Hydrochemical and isotope characteristics of spring water and travertine in the Baishuitai area (SW China) and their meaning for paleoenvironmental reconstruction

A method of combining hydrochemical data logging and in situ titrating with measurement of stable carbon and oxygen isotopes was used to reveal the hydrochemical and isotopic characteristics in the Baishuitai travertine scenic area of SW China. It was found that the travertine-forming springs have a very high concentration of calcium and bicarbonate, and accordingly very high CO₂ partial pressures, which are not likely to be produced by biological activity in soil alone. Further analysis of the stable carbon isotopes of the springs shows that the high pressure of CO₂ is mainly related to an endogenic CO₂ source. That means the Baishuitai travertine is endogenic in origin. This is contrast to the commonly accepted saying that the travertine deposition in this study simply is a product of warm and humid conditions in a karst ecological environment. Rapid CO₂ degassing from the water is triggered by the much higher partial pressures in water than that of the surrounding air. Consequently, as the waters flow downstream of the spring the pH increases, the waters become supersaturated with respect to calcite, and travertine is deposited.
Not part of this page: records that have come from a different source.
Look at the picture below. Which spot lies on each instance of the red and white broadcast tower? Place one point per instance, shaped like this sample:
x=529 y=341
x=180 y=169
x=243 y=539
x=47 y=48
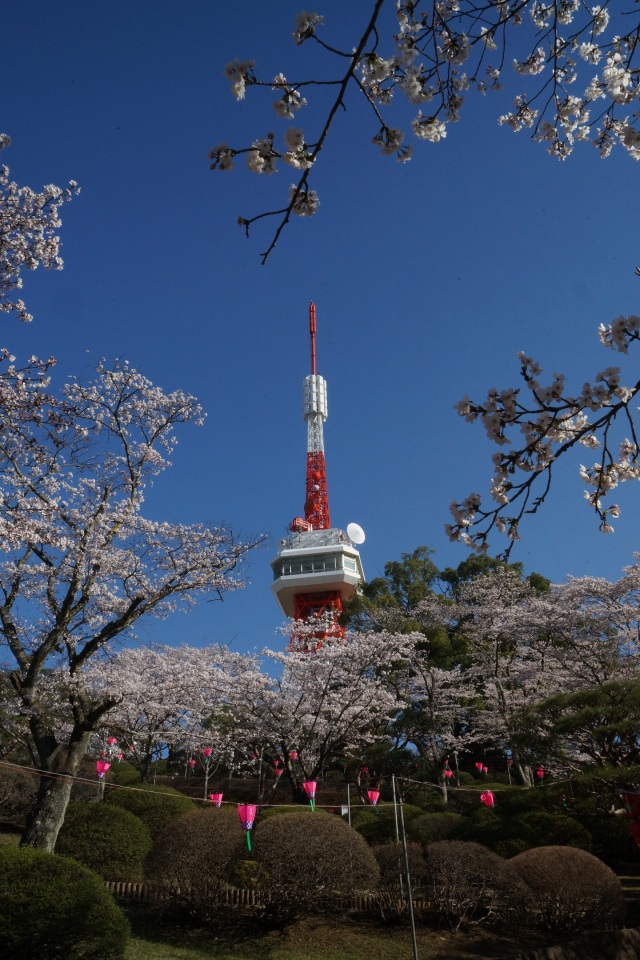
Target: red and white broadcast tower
x=318 y=567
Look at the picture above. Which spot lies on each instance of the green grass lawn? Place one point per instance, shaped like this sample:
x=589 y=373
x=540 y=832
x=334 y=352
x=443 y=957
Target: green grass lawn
x=320 y=939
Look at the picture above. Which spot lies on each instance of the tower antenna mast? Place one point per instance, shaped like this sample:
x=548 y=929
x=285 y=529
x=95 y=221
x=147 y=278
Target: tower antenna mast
x=316 y=504
x=317 y=568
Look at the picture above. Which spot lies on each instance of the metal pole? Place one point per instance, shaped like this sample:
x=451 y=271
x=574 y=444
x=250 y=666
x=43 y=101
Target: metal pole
x=409 y=891
x=395 y=805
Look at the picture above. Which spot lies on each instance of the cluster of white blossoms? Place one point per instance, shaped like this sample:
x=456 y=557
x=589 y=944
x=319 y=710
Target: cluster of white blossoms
x=240 y=73
x=550 y=424
x=28 y=237
x=560 y=44
x=290 y=101
x=304 y=203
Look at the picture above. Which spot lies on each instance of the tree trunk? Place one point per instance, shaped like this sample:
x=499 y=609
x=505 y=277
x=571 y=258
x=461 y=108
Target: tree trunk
x=47 y=814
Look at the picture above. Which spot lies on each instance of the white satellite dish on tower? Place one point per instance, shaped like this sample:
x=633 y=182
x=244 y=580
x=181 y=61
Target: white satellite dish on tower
x=355 y=533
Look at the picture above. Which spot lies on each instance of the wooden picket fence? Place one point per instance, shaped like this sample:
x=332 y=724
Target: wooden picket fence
x=233 y=896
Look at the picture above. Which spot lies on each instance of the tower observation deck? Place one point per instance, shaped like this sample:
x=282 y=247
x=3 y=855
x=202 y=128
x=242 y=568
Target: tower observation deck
x=317 y=567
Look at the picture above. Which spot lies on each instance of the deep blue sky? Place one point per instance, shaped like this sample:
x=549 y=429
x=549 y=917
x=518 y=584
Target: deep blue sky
x=428 y=278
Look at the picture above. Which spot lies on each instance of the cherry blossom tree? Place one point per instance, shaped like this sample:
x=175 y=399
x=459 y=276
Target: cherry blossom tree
x=165 y=698
x=28 y=225
x=322 y=705
x=540 y=427
x=80 y=565
x=525 y=647
x=575 y=68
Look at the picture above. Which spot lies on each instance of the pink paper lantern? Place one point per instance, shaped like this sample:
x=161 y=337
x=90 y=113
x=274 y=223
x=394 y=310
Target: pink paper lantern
x=247 y=814
x=309 y=788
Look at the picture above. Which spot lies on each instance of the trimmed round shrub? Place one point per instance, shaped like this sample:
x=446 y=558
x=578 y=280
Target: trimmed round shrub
x=17 y=793
x=155 y=806
x=113 y=842
x=467 y=883
x=309 y=861
x=544 y=829
x=54 y=909
x=572 y=889
x=195 y=856
x=276 y=811
x=431 y=827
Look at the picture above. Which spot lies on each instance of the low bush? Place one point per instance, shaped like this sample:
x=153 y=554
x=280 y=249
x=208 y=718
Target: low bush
x=278 y=809
x=572 y=889
x=104 y=838
x=125 y=774
x=155 y=806
x=309 y=861
x=195 y=856
x=469 y=884
x=391 y=897
x=430 y=827
x=54 y=909
x=378 y=824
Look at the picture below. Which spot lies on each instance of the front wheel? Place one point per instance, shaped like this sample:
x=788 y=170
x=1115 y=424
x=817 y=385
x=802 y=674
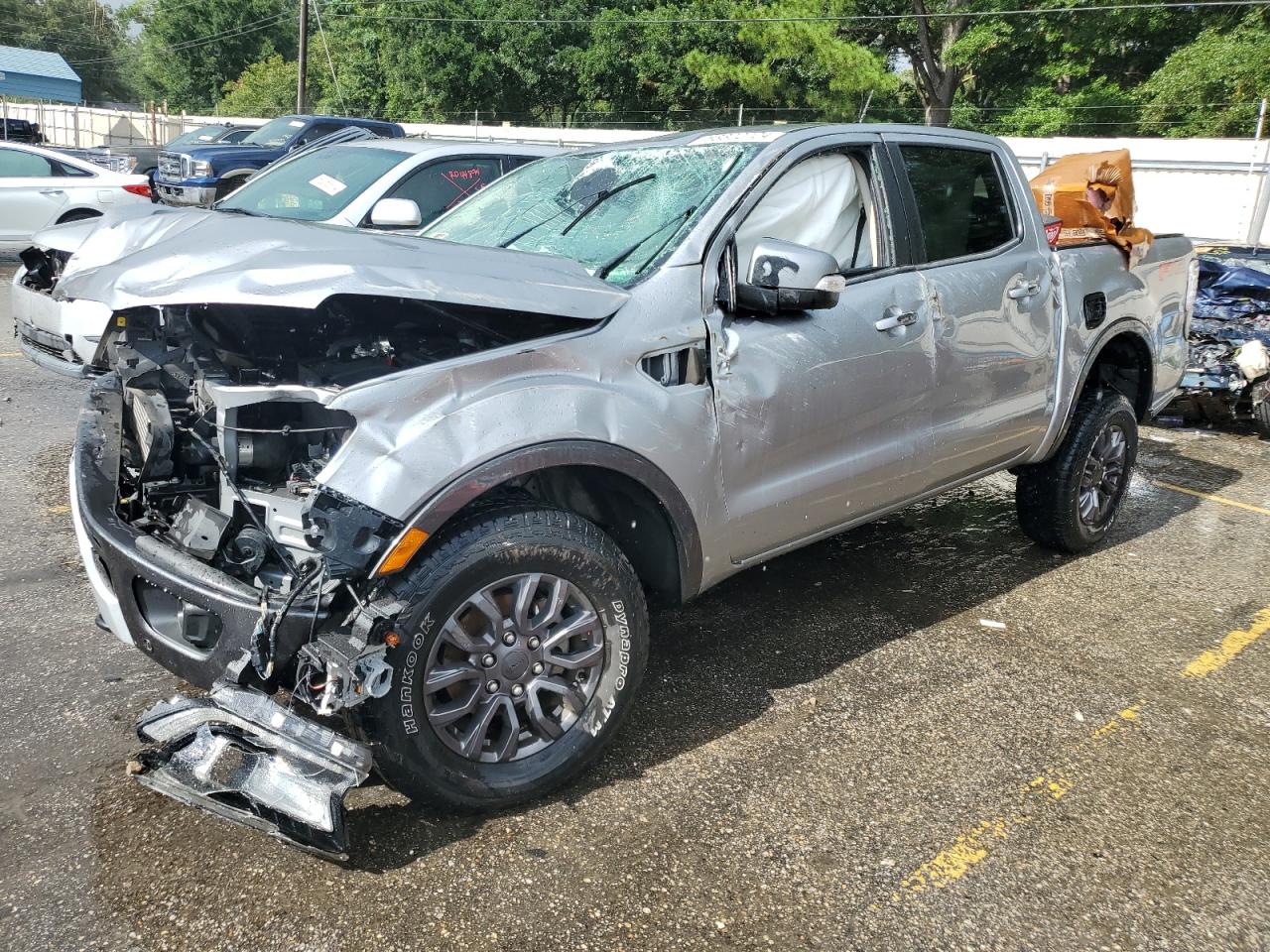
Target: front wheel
x=524 y=639
x=1071 y=500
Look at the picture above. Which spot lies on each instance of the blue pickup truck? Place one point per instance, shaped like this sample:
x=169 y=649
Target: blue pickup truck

The preferential release of ¹²CO₂ to the atmosphere results in a progressive increase of travertine ¹³C downstream. This is concluded with a preliminary discussion of variation in travertine-forming water temperatures, according to differences in stable oxygen isotopic compositions of the travertine formed in different epochs at Baishuitai. It was found that the change in water temperature is as high as 13 °C, i.e., from 23 °C at about 2500 years b.p., to 10 °C at present. This may mainly reflect that the effect of geothermal source on water temperature is decreasing. The problems involved in paleoenvironmental reconstruction with endogene travertine are also discussed. They are the impacts of "dead carbon" in radiocarbon dating and the enrichment in ¹³C of travertine by endogenic CO₂ and degassing of CO₂ from water, which has to be considered in paleovegetation reconstruction when using ¹³C data of the endogene carbonate deposits.